Maybe Morgan had them. There was also her letters to him and his pictures. She sent him pictures of herself and the kids and little Jamie’s pictures this first year. She also sent him pictures of his family. Now he had nothing.
So many times Jamie had laid the pictures out on his bunk and stared at each one, trying to memorize it. His mom and brother came to see him in the beginning and then they stopped. He didn’t understand why. All he had were their pictures and now they were most likely gone.
He missed them. He figured it was his fault his mom wouldn’t answer his letters. He gave her a hard time growing up. And the letters? Morgan’s letters were his lifeline. He reread them so many times. It was like she was talking to him. He didn’t feel lonely when he read them. Now he did. Now he had nothing. A little more of him was chipped away every day.
Jamie never knew who his dad was, at least not for sure. There was never a man who was active in his life. His mama didn’t talk to him about it. The other kids in the family each had fathers and he was jealous sometimes when they went off to spend the weekend with their other family and he had to stay home.
He got one letter at the prison from a man who said he was his father. Just one and then he never heard from him again. If he was his father, how come this was the first time he was hearing about it? Did this man write to his mom but never ask about him? Or he did ask about him but his mom never told him. What was the truth?

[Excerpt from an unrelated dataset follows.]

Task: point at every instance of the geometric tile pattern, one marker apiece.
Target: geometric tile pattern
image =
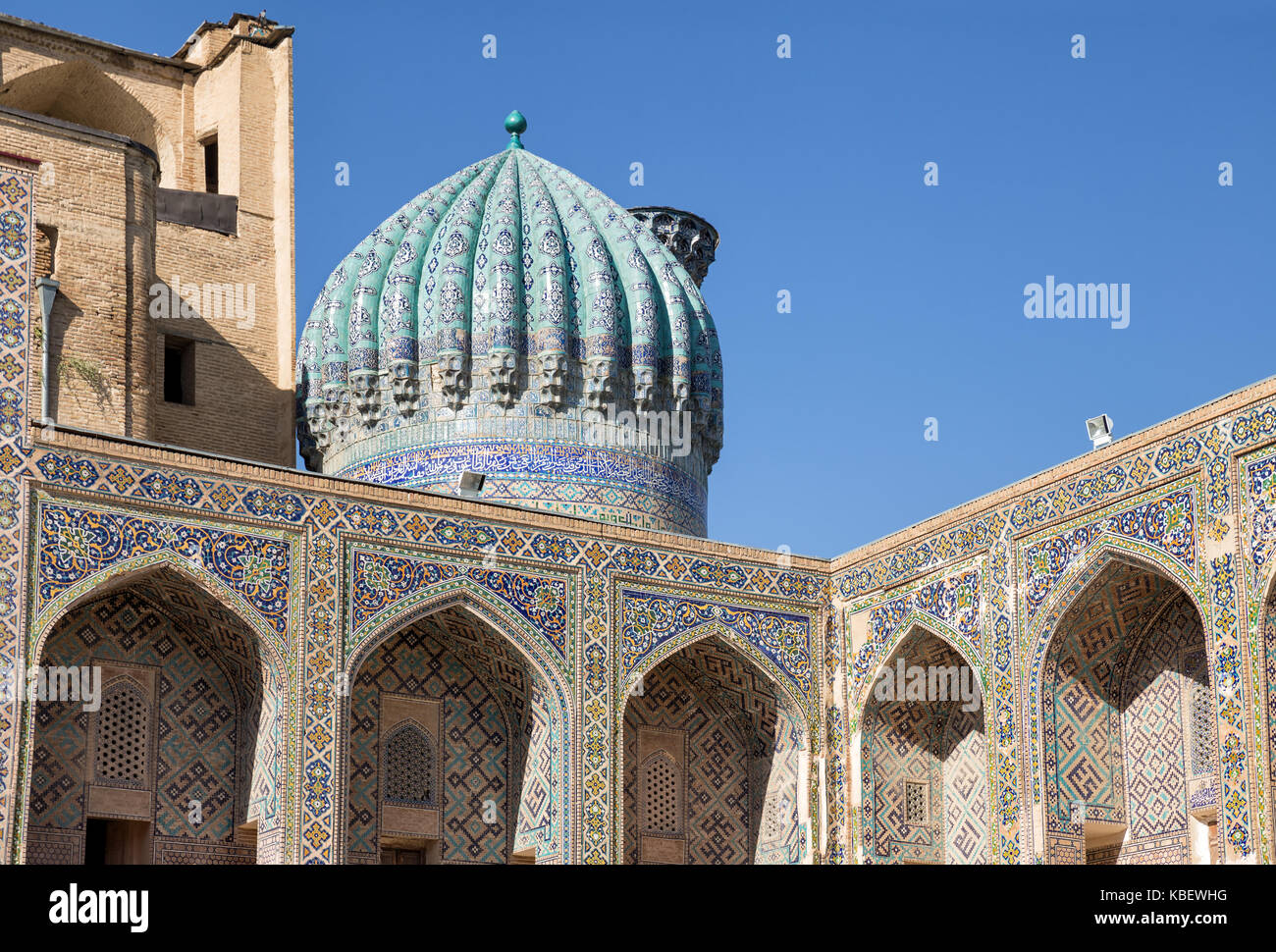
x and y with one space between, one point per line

He told Jamie he just got out of prison. For what? Was he in since he was born? How come his mama didn’t write to tell him now that she gave his address to this man?
In this letter he asked Jamie to give him a chance to be a dad. He was twenty- five so it was a little late to be a dad. Still, Jamie told him it was okay and asked one thing from him; to give the love to his grandson that he never gave to him.
Jamie never heard from him again. He gained and lost a father in one letter. That was fast. Was this man really his father? Did it matter at this point? He was over not having a dad. He knew the most important thing now was that his son knew he had a dad.
His son would grow up knowing his father was in prison. He didn’t like it that and hurt real bad. Jamie knew he wouldn’t be there for all the growing up years. He wouldn’t be able to teach him anything. He couldn’t watch him play sports. He couldn’t help him with school or share holidays. So in a way he was absent just like whoever his own father was.
Maybe his dad loved him but couldn’t find a way to tell him because he was ashamed to tell him. Not knowing was worse because he thought his dad didn’t love him. But since he will never know the truth, it was too late to wonder what it would be.
Jamie did know one thing for sure. He loved his son. He wanted the best for him. He wanted him to grow up to be a good man. He had to trust that Morgan would raise him right and keep him safe. When he got out, Jamie would make it up to him as best he could.